A newborn with a 790 kb chromosome 17p13.3 microduplication presenting with aortic stenosis, microcephaly and dysmorphic facial features – Is cardiac assessment necessary for all patients with 17p13.3 microduplication?

While deletion of chromosome 17p13.3 (encompassing PAFAH1B1 and YWHAE genes) is known to result in Miller–Dieker syndrome (OMIM 247200), 17p13.3 microduplication gives rise to a condition commonly associated with developmental delay and autism spectrum disorder. We report a Chinese newborn presenting with dysmorphic features, microcephaly and valvar aortic stenosis, who was confirmed to have a 790 kb microduplication in chromosome 17p13.3 by array comparative genomic hybridization (aCGH). The patient passed away at 4 months of age with presumably life-threatening event associated with his cardiac condition. From literature review, congenital heart diseases of various kinds were identified in up to 20% of patients with 17p13.3 microduplication. We propose cardiac assessment should be part of the comprehensive evaluation of these patients.
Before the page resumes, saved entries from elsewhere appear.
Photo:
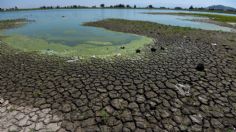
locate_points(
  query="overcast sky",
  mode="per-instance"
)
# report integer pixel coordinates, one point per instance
(155, 3)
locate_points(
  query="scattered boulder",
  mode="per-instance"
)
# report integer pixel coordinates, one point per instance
(138, 50)
(153, 49)
(200, 67)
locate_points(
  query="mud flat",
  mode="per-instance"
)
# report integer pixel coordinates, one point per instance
(221, 20)
(163, 90)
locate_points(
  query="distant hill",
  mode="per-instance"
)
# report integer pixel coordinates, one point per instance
(221, 7)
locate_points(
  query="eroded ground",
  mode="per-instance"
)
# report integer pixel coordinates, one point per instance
(48, 94)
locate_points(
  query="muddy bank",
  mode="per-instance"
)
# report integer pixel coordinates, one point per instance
(221, 20)
(163, 90)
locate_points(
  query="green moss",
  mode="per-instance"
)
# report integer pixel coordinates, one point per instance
(88, 49)
(6, 24)
(216, 17)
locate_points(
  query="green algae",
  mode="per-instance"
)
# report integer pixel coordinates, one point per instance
(88, 49)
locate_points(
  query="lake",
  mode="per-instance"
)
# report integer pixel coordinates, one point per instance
(61, 31)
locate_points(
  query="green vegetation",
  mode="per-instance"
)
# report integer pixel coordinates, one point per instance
(6, 24)
(215, 17)
(98, 49)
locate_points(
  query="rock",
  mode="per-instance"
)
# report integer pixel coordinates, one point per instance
(196, 119)
(169, 85)
(162, 48)
(126, 116)
(20, 116)
(88, 122)
(164, 114)
(216, 124)
(53, 126)
(178, 119)
(200, 67)
(140, 98)
(119, 104)
(133, 106)
(150, 94)
(23, 122)
(122, 47)
(203, 100)
(138, 50)
(196, 128)
(130, 125)
(66, 108)
(39, 126)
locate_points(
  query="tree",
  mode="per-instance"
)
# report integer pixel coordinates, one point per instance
(127, 6)
(178, 8)
(150, 6)
(102, 5)
(191, 7)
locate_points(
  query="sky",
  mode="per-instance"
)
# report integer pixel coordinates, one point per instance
(142, 3)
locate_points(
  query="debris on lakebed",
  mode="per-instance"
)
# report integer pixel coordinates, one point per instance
(73, 59)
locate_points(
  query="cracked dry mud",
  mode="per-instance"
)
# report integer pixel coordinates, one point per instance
(46, 94)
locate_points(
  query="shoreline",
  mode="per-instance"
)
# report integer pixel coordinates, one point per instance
(217, 20)
(161, 91)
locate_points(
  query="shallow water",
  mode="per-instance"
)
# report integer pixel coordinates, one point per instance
(51, 28)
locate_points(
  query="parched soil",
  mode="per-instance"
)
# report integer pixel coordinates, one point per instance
(40, 93)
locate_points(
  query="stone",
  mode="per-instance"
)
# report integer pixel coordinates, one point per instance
(196, 128)
(150, 94)
(126, 116)
(196, 119)
(133, 106)
(88, 122)
(39, 126)
(216, 124)
(140, 98)
(164, 114)
(119, 104)
(138, 50)
(23, 122)
(19, 116)
(203, 100)
(130, 125)
(178, 119)
(200, 67)
(153, 49)
(53, 127)
(66, 108)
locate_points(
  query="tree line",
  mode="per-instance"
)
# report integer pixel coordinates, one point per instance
(109, 6)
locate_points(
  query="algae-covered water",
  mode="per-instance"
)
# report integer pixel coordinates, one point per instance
(62, 32)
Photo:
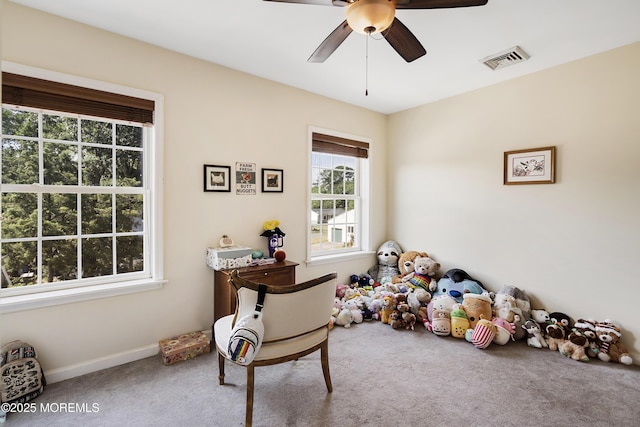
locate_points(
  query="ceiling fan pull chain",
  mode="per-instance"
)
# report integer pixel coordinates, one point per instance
(366, 67)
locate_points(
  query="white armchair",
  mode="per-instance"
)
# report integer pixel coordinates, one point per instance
(284, 340)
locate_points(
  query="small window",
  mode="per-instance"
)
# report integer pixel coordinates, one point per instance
(338, 209)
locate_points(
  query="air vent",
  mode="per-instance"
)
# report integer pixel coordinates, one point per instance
(505, 58)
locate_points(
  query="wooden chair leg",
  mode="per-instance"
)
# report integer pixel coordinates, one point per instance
(324, 358)
(249, 413)
(221, 368)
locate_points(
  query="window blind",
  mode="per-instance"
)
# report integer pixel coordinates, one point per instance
(38, 93)
(330, 144)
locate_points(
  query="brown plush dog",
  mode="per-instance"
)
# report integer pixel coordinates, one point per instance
(405, 264)
(611, 349)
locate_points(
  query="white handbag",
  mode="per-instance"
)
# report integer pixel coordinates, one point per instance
(247, 334)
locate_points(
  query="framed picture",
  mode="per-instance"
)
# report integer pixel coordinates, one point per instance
(530, 166)
(246, 178)
(272, 180)
(217, 178)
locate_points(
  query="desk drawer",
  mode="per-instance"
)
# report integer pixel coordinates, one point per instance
(273, 277)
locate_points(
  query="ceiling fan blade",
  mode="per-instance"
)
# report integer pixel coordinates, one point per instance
(437, 4)
(331, 43)
(403, 41)
(318, 2)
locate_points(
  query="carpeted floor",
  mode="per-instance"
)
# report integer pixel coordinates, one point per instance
(381, 377)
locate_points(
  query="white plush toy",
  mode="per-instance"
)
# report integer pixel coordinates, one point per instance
(387, 267)
(425, 269)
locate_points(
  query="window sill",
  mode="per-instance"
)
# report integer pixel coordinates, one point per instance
(344, 257)
(16, 303)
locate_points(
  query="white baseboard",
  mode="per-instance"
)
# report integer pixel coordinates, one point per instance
(105, 362)
(72, 371)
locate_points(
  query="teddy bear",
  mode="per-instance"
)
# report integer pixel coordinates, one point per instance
(395, 319)
(353, 305)
(424, 270)
(387, 267)
(555, 334)
(611, 348)
(574, 346)
(456, 283)
(541, 317)
(534, 334)
(443, 302)
(405, 264)
(588, 328)
(344, 318)
(562, 318)
(387, 307)
(504, 330)
(476, 306)
(512, 304)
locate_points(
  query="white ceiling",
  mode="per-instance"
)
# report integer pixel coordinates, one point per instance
(273, 40)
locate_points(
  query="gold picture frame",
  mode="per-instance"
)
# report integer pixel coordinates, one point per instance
(530, 166)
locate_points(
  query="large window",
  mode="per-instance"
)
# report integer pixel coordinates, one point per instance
(77, 192)
(338, 181)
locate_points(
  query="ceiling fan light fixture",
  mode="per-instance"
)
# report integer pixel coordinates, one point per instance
(371, 16)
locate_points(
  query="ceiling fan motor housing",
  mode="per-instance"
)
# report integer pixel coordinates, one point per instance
(371, 16)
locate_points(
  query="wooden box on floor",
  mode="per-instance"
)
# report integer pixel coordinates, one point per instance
(184, 347)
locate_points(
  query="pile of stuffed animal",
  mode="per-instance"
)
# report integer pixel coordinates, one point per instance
(402, 290)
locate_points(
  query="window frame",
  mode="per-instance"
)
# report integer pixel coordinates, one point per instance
(362, 200)
(18, 299)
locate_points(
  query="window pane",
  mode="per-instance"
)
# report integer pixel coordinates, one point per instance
(338, 182)
(19, 262)
(59, 127)
(130, 257)
(60, 164)
(59, 214)
(129, 213)
(129, 136)
(97, 257)
(19, 215)
(96, 214)
(19, 161)
(128, 168)
(96, 132)
(19, 123)
(97, 166)
(59, 260)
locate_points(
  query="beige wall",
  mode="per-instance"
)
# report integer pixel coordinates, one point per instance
(213, 115)
(573, 245)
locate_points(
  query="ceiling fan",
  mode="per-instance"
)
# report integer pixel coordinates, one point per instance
(378, 16)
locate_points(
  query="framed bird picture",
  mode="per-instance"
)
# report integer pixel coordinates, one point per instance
(217, 178)
(272, 180)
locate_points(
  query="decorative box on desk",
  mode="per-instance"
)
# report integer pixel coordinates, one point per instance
(230, 257)
(224, 297)
(184, 347)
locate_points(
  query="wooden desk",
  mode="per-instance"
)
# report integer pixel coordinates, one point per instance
(224, 297)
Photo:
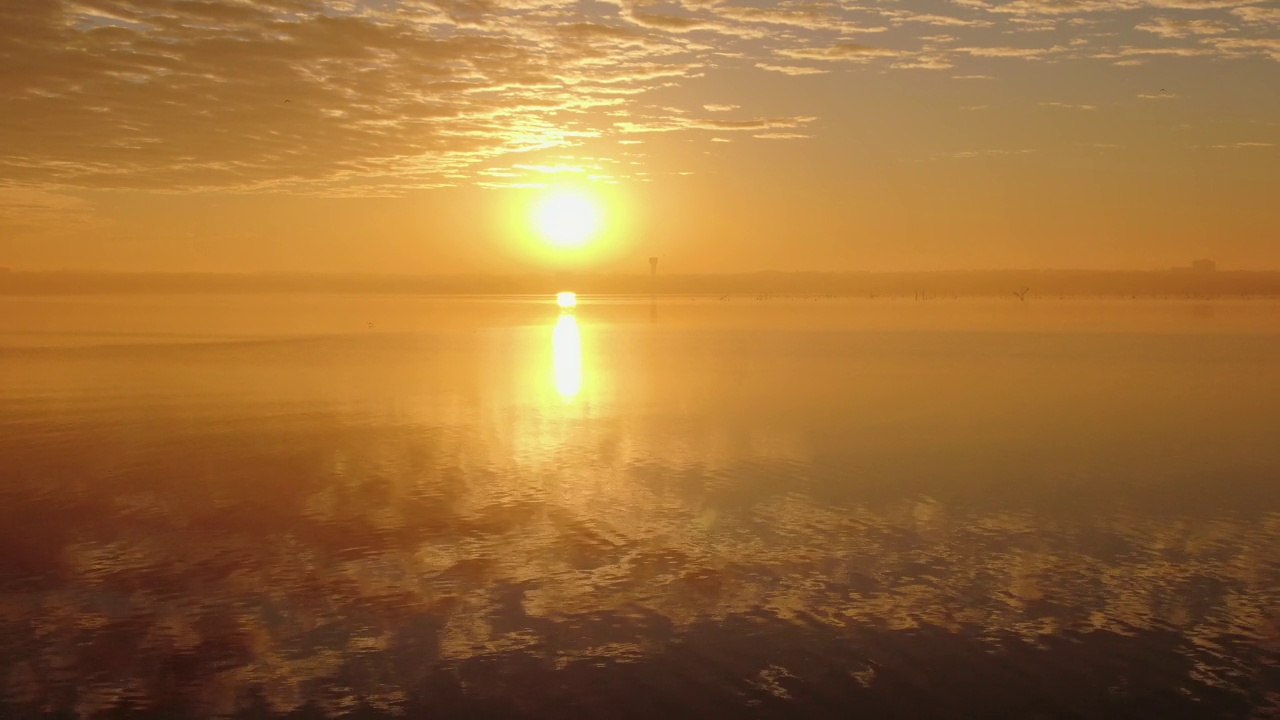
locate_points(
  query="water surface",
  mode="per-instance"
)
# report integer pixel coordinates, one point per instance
(274, 505)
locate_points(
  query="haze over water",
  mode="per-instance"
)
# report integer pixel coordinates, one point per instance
(312, 505)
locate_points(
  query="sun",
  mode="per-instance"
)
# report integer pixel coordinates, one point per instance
(567, 218)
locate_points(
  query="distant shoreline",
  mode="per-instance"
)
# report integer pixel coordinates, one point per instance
(1175, 283)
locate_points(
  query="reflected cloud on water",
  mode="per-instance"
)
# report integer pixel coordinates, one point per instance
(662, 516)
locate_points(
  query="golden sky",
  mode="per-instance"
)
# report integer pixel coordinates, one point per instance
(415, 136)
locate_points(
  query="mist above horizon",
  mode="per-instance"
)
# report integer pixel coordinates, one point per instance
(421, 137)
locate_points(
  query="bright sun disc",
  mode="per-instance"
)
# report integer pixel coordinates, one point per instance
(567, 218)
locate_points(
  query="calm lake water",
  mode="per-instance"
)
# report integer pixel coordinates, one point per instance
(314, 506)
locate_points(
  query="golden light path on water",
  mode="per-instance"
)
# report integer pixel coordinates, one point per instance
(567, 356)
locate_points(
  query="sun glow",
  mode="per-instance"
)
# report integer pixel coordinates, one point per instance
(568, 218)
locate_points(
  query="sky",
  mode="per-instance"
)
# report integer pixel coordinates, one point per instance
(417, 136)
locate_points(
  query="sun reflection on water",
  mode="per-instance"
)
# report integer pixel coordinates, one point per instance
(567, 356)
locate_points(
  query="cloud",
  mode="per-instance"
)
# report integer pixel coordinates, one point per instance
(933, 19)
(1257, 16)
(1179, 28)
(1246, 46)
(1069, 106)
(851, 51)
(677, 123)
(1027, 53)
(791, 69)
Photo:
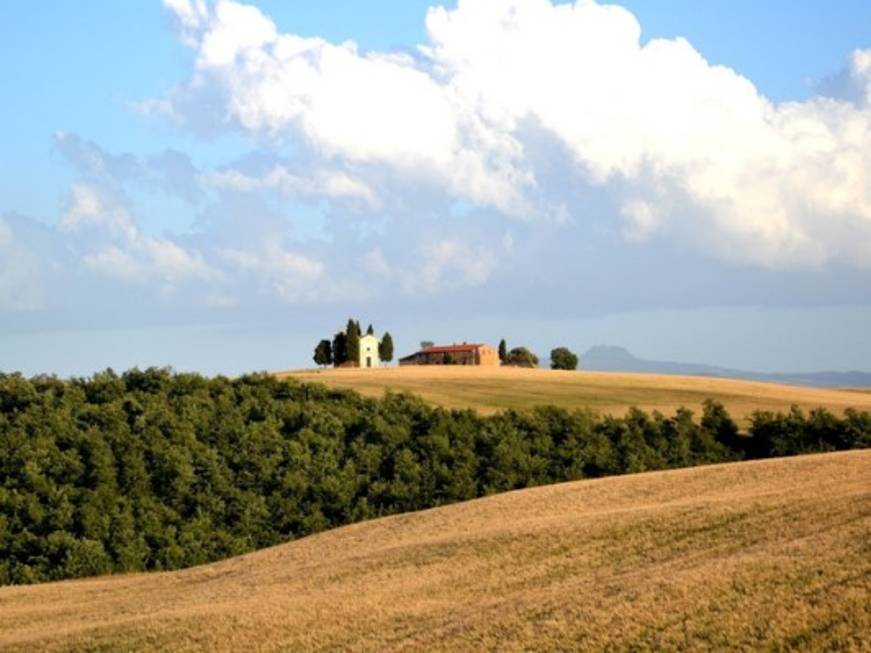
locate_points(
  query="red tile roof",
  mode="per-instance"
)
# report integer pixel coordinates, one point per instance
(450, 349)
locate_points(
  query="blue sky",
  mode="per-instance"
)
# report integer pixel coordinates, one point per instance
(161, 203)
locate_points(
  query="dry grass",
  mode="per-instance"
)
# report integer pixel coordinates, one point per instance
(493, 389)
(768, 555)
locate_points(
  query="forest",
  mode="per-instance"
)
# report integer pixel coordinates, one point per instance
(156, 470)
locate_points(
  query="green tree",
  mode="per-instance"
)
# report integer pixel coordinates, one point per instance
(521, 357)
(352, 333)
(562, 358)
(340, 349)
(324, 353)
(385, 348)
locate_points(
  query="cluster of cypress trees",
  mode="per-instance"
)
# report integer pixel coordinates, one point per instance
(156, 470)
(345, 346)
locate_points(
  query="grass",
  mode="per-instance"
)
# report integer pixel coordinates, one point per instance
(770, 555)
(493, 389)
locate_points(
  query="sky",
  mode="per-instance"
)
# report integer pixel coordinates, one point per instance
(215, 186)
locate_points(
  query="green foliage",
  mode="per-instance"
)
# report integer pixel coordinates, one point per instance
(385, 348)
(340, 349)
(323, 353)
(521, 357)
(154, 470)
(352, 342)
(562, 358)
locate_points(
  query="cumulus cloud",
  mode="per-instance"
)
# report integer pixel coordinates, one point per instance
(119, 249)
(451, 263)
(717, 165)
(326, 183)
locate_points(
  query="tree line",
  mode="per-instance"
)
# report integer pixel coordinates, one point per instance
(151, 470)
(561, 358)
(344, 347)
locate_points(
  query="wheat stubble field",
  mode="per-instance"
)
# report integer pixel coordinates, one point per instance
(772, 555)
(493, 389)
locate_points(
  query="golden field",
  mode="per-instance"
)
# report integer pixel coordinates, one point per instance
(770, 555)
(492, 389)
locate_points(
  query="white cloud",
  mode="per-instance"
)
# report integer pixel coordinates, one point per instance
(5, 234)
(87, 207)
(129, 255)
(719, 165)
(642, 219)
(287, 275)
(451, 263)
(325, 183)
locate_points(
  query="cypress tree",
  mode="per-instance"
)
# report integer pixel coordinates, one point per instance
(324, 353)
(352, 345)
(340, 349)
(385, 348)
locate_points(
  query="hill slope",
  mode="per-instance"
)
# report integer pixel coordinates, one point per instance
(493, 389)
(765, 554)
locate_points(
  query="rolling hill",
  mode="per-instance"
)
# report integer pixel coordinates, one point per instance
(758, 555)
(493, 389)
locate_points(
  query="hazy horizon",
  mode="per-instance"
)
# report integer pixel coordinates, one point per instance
(215, 186)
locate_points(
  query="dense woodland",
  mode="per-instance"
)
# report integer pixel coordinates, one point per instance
(156, 470)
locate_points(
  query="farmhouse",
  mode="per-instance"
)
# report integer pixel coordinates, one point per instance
(369, 352)
(464, 354)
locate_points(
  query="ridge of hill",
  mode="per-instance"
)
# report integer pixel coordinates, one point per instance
(610, 358)
(491, 389)
(769, 554)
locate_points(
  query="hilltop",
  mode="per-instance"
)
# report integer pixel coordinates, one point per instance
(763, 555)
(493, 389)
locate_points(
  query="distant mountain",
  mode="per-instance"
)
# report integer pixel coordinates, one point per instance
(606, 358)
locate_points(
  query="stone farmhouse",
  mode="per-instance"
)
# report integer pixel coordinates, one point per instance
(464, 354)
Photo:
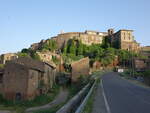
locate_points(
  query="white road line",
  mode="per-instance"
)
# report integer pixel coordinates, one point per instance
(106, 102)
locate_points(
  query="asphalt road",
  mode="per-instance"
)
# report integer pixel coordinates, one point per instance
(125, 97)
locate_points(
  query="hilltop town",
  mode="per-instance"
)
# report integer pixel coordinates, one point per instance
(64, 58)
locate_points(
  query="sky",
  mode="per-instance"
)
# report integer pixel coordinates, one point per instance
(23, 22)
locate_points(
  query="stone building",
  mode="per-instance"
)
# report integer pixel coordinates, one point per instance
(139, 64)
(7, 57)
(87, 37)
(79, 68)
(1, 80)
(25, 78)
(123, 39)
(145, 51)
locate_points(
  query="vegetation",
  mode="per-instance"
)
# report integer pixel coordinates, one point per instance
(51, 110)
(75, 50)
(75, 87)
(29, 53)
(1, 65)
(50, 45)
(20, 106)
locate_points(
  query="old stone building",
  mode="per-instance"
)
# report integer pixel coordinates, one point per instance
(87, 37)
(79, 68)
(7, 57)
(139, 64)
(1, 80)
(25, 78)
(123, 39)
(145, 51)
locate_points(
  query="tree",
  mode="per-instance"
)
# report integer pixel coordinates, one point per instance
(50, 45)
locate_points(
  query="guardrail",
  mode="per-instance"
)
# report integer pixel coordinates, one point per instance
(84, 102)
(68, 108)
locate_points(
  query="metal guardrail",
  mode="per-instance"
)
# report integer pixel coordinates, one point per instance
(67, 108)
(84, 102)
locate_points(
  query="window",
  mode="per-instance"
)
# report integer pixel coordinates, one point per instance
(18, 96)
(1, 78)
(129, 38)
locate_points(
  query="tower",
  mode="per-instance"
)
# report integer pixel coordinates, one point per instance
(110, 31)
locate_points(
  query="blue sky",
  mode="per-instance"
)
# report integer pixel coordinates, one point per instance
(23, 22)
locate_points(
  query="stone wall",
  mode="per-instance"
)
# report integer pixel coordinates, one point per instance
(79, 68)
(15, 81)
(8, 57)
(33, 83)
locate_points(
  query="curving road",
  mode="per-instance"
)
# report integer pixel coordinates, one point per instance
(123, 96)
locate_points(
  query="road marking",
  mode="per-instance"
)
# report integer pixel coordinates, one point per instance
(106, 102)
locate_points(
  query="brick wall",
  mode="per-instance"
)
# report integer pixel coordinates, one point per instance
(79, 68)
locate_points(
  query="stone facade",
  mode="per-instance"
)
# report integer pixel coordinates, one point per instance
(25, 78)
(124, 39)
(1, 80)
(79, 68)
(145, 51)
(87, 37)
(7, 57)
(139, 64)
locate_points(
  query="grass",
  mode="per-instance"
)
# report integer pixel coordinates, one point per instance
(51, 110)
(20, 106)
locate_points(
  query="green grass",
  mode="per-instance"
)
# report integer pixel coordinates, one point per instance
(51, 110)
(20, 106)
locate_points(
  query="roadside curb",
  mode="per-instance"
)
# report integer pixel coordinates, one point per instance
(105, 99)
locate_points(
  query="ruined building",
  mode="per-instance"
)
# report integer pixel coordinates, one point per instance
(123, 39)
(7, 57)
(25, 78)
(80, 68)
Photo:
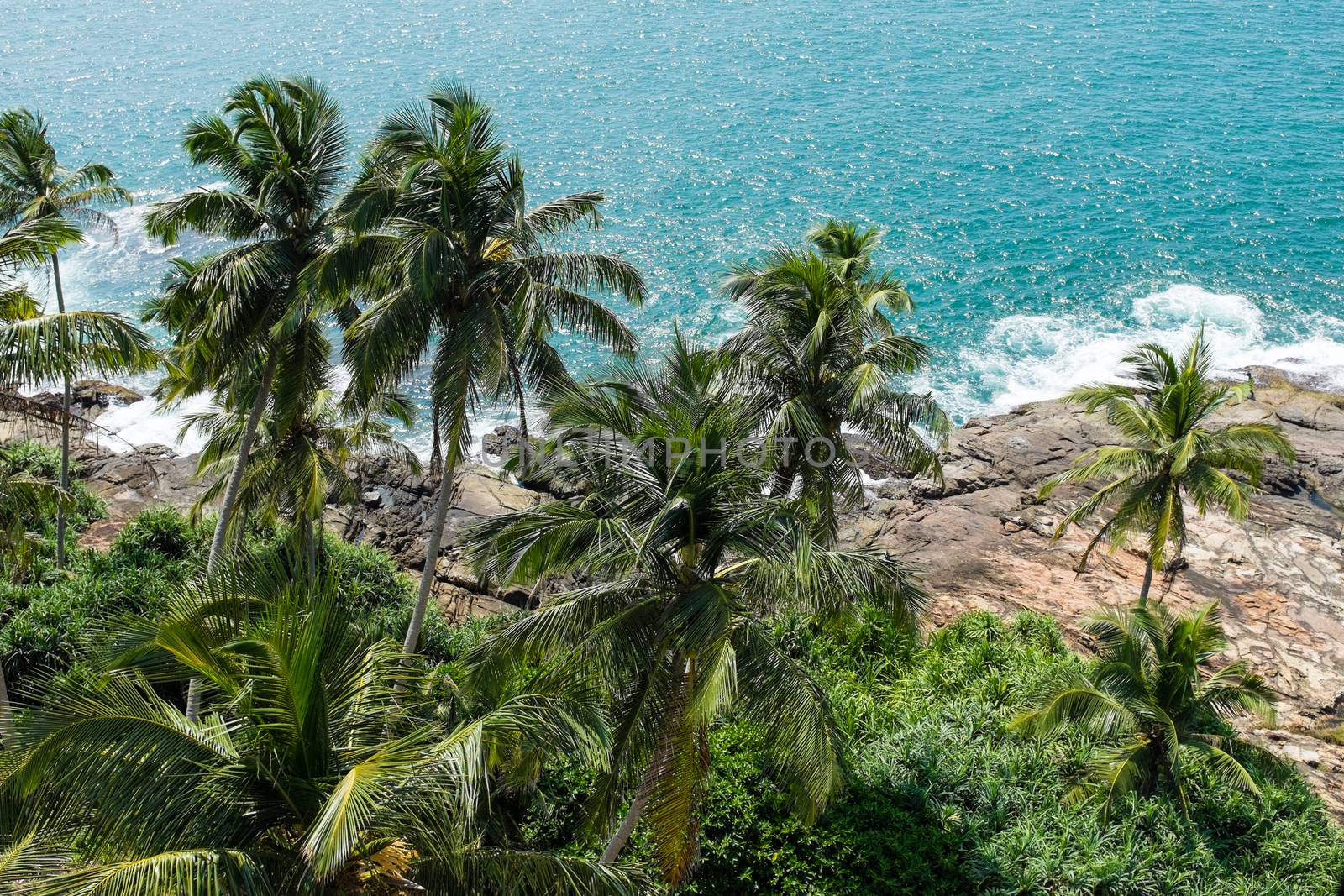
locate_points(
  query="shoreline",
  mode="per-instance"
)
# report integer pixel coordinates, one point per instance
(984, 542)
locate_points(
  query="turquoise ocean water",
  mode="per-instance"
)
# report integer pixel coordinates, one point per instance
(1059, 179)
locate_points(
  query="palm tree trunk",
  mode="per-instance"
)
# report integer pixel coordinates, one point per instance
(235, 477)
(1148, 584)
(436, 537)
(524, 445)
(631, 820)
(6, 716)
(226, 510)
(65, 421)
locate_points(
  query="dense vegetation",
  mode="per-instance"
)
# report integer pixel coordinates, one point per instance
(941, 797)
(714, 694)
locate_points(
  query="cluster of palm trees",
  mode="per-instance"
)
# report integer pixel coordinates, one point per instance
(313, 757)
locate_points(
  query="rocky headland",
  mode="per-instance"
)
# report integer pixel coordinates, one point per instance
(983, 540)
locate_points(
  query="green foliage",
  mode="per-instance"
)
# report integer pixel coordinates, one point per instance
(1175, 454)
(944, 799)
(42, 625)
(323, 765)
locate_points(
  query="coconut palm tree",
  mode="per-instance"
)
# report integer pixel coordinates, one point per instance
(689, 557)
(459, 270)
(299, 466)
(24, 500)
(244, 320)
(27, 244)
(1175, 454)
(329, 766)
(35, 186)
(1152, 687)
(822, 345)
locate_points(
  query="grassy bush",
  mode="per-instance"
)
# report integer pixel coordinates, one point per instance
(42, 624)
(942, 799)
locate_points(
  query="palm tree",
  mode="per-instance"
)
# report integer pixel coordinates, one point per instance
(329, 768)
(689, 555)
(1173, 454)
(300, 466)
(35, 186)
(820, 344)
(245, 320)
(459, 269)
(1153, 688)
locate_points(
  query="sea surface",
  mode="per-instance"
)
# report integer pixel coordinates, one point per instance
(1058, 181)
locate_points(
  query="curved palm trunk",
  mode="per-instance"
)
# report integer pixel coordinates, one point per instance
(436, 537)
(631, 820)
(226, 510)
(524, 443)
(235, 477)
(436, 453)
(6, 715)
(65, 421)
(1148, 584)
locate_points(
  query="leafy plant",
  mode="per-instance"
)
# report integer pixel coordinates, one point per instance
(1175, 454)
(457, 268)
(1153, 687)
(689, 555)
(822, 349)
(324, 768)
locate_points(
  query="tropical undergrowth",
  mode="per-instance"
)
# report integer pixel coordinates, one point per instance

► There are two classes of 17p13.3 microduplication.
► Class I involves YWHAE gene, but not PAFAH1B1 gene.
► Class II involves PAFAH1B1 gene, with or without YWHAE gene.
► Congenital heart diseases were identified in up to 20% of patients with 17p13.3 microduplication.
► Cardiac assessment should be part of the evaluation of patients with 17p13.3 microduplication.